Setup

Paula works as a Slack application. It is possible to deploy Paula in your own Slack workspace, you just need to host her in a server with PostgreSQL, and create a Slack app that references an API endpoint.

As of now, Paula is deployed in a Heroku web server with Postgres installed. I send HTTP requests from my Slack application to that server, while the logs are recorded inside the database.

In order to have a fully-working Paula environment, you need to perform the following steps:

  1. Create a Slack Application
  2. Download and initialize Paula in a machine
  3. Start the Paula server

Create a Slack Application

First, we need to create a Slack application that will send HTTP requests to a server. You can go to this link to start one. You can name that application however you want, mine’s “Feels Tracker”:

Once you have successfully created your application, you should be able to see it in your Application Homepage:

Now it’s time to create slash commands and bots for you to interact with. Select your app from the homepage and head over to the “Add features and functionality dropdown”

Create Slash commands

Here is a list of slash commands we need to add. Be sure to add all of them to unlock all functionalities of Paula.

Create the Paula bot

You can choose any Display name for your Paula Bot (mine’s just named P.A.U.L.A.), but ensure that its default username is paula-bot.

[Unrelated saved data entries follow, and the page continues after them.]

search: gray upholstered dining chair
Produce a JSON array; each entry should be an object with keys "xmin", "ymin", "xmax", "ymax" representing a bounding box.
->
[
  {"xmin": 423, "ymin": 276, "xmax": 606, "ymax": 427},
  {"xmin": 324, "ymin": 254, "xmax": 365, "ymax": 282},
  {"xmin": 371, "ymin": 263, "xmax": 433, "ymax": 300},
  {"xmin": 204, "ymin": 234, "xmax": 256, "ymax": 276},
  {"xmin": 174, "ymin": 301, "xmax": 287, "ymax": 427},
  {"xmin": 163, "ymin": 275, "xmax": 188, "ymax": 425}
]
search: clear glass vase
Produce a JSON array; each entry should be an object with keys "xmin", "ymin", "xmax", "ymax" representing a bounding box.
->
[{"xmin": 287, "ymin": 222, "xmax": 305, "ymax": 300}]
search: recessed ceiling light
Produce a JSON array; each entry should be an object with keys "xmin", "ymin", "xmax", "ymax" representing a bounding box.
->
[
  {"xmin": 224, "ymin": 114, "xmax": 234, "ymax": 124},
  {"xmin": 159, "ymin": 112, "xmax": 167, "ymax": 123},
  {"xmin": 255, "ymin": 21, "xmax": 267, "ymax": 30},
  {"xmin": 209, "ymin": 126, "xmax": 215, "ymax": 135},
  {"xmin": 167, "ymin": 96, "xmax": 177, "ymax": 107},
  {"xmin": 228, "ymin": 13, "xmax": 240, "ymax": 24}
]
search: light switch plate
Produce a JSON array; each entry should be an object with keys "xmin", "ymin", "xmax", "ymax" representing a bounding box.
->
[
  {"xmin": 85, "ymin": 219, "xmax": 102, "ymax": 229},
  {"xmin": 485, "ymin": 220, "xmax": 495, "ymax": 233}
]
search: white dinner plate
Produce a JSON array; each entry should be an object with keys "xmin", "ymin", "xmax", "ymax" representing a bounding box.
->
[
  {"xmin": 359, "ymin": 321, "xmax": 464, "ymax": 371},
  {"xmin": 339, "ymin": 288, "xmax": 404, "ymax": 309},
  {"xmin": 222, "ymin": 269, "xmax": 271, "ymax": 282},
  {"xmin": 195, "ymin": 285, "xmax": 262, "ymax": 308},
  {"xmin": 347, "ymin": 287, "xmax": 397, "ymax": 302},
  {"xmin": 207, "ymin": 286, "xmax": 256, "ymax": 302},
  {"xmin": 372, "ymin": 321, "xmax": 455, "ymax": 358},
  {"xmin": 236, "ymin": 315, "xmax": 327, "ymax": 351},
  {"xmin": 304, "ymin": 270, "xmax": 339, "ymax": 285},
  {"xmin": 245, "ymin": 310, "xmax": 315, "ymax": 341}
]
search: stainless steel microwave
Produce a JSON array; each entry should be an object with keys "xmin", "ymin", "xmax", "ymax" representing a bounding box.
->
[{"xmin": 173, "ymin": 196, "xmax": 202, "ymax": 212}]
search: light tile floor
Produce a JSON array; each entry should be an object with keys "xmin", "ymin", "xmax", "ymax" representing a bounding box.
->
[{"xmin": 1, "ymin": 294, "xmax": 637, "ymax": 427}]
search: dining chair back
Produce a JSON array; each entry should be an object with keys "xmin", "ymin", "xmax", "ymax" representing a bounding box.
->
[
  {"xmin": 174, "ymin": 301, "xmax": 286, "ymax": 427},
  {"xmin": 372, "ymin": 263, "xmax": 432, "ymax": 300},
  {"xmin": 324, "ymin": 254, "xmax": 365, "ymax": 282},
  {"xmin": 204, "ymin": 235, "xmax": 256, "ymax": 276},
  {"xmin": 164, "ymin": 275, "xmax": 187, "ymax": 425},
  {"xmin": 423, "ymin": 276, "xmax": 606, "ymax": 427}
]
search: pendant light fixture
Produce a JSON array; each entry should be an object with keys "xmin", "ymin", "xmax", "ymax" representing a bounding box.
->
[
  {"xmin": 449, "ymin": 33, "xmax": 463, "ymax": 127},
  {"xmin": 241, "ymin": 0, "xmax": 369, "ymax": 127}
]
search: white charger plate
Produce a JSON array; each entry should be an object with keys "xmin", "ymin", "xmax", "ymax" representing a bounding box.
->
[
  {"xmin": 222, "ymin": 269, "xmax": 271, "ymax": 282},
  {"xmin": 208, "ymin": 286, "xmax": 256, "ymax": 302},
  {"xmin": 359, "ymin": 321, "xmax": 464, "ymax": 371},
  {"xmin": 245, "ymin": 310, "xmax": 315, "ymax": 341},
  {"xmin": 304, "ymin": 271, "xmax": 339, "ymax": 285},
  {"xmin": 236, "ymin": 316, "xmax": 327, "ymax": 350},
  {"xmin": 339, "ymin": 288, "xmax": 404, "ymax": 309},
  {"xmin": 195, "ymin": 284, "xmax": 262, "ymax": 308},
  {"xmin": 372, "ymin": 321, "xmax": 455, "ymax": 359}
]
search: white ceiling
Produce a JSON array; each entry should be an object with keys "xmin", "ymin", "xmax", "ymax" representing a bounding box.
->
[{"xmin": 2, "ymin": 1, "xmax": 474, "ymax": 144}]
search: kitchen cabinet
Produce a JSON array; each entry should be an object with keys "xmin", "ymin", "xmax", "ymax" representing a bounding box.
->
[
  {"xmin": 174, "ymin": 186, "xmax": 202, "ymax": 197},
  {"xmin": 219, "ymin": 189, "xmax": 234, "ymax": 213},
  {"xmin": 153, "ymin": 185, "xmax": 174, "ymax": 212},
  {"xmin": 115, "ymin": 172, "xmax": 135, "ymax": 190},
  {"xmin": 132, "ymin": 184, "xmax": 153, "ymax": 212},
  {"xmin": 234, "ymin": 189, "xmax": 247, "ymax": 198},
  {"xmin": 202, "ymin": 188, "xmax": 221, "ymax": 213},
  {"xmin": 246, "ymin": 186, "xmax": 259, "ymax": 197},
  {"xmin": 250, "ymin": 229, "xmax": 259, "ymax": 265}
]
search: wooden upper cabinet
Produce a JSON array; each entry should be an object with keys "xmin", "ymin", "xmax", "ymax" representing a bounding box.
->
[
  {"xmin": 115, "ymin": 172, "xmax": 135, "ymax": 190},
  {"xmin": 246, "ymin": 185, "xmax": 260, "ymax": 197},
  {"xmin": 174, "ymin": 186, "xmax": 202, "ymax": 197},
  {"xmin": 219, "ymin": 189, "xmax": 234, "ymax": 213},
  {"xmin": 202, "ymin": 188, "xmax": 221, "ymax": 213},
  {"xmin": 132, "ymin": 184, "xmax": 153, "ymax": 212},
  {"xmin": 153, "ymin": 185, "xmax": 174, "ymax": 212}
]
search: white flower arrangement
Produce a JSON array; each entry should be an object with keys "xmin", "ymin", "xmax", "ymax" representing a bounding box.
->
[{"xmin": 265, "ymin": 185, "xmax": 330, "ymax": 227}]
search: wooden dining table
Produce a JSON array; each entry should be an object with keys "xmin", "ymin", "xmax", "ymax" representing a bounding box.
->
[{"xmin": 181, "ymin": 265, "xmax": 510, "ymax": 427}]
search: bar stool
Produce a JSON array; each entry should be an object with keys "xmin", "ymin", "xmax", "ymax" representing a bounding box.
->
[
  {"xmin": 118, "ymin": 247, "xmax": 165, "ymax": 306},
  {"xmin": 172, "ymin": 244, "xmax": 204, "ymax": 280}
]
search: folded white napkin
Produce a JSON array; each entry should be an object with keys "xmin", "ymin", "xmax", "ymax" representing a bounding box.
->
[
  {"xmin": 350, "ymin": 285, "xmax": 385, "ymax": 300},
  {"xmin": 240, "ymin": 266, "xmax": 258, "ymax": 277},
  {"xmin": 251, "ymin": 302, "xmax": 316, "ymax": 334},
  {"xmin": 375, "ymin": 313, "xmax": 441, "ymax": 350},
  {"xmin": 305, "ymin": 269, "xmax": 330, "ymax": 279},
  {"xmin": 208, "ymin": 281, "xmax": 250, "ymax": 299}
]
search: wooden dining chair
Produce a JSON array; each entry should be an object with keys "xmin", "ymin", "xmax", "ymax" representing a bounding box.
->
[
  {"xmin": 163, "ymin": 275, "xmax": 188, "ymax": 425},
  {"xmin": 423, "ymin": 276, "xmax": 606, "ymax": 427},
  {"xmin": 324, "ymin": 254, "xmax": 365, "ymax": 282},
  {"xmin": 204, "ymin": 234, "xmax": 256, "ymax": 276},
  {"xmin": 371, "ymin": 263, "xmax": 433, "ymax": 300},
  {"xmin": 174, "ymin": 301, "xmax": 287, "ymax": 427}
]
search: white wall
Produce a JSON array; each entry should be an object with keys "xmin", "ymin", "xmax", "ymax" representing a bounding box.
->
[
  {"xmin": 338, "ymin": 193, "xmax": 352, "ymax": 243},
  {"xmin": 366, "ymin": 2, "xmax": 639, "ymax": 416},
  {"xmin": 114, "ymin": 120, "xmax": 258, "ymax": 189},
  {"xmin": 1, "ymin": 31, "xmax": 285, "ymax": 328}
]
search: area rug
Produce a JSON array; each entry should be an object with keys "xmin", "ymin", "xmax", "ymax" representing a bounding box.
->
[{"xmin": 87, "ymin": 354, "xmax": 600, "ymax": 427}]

Download and initialize Paula in a machine

Paula runs on Go v1.12 and above. In your server, you can download the latest binaries in the Github Releases tab, or you can clone and build Paula yourself:

$ git clone git@github.com:ljvmiranda921/paula.git
$ cd paula
$ go get
$ go install .

In the same directory, create a paula.yaml file and enter the Postgres database URL and the Slack verification token:

dburl: <POSTGRES_DBURL> # postgres://user:database@host:password
token: <SLACK_TOKEN> # token from previous step

Then run:

$ paula init --config path/to/paula.yaml

The init subcommand creates the required database tables, checks if the Slack token works, and configures the application.

Start the Paula Server

Once compiled, you can now start the Paula server:

paula start --dburl <POSTGRES_DBURL> --token <SLACK_TOKEN>

It is not safe to put credentials in the command-line. I only did that because it is not straightforward to obtain secrets from a file in Heroku. In case you’re running in a different server, I highly recommend using the config file:

paula start --config path/to/paula.yaml

Paula is now running and you should be able to send requests to that server! Why don’t you try logging your first Feel event? In any Slack channel, type:

/ifeel green "Paula is now deployed!"